NEC says it has carried out successful transmission tests with Google over a commercial long-haul subsea cable in which it more than doubled capacity using artificial intelligence (AI) and probabilistic shaping at a modulation of 64QAM.
NEC, in a joint research publication with Google, demonstrated for the first time that the FASTER trans-pacific open subsea cable can be upgraded to a spectral efficiency of 6 bits per second per hertz (b/s/Hz) in an 11,000-km segment. This represents a capacity of more than 26 Tbps in the C-band, which is over 2.5 times the capacity originally planned for the cable, for no additional wet plant capital expenditure.
In doing so, the authors set a spectral efficiency-distance product record of 66,102 b/s/Hz in a field trial performed together with live traffic neighboring channels.
The team achieved this result using near-Shannon probabilistic-shaping at a modulation of 64QAM. Also, for the first time on a live cable, AI was used to analyze data for the purpose of nonlinearity compensation (NLC).
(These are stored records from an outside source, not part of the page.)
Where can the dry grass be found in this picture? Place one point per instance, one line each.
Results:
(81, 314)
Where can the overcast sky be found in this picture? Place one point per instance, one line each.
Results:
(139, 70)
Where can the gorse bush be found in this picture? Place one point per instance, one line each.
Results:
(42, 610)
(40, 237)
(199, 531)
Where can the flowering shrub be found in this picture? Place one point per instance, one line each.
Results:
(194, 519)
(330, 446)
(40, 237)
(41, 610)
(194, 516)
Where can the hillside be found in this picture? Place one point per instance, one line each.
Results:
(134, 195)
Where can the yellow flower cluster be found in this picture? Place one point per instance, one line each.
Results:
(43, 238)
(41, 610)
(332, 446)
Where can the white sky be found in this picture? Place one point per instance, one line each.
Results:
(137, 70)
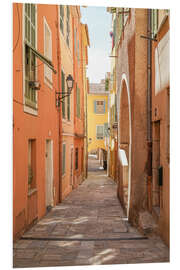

NEC says it developed an NLC algorithm based on data-driven deep neural networks (DNN) to accurately and efficiently estimate the signal nonlinearity.
“Other approaches to NLC have attempted to solve the nonlinear Schrodinger equation, which requires the use of very complex algorithms,” said Toru Kawauchi, general manager of NEC’s Submarine Network division. “This approach sets aside those deterministic models of nonlinear propagation, in favor of a low-complexity black-box model of the fiber, generated by machine learning algorithms.”
He added that the results demonstrate both an improvement in transmission performance and a reduction in implementation complexity.
“Furthermore, since the black-box model is built up from live transmission data, it does not require advance knowledge of the cable parameters,” Kawauchi continued. “This allows the model to be used on any cable without prior modeling or characterization, which shows the potential application of AI technology to open subsea cable systems, on which terminal equipment from multiple vendors may be readily installed.”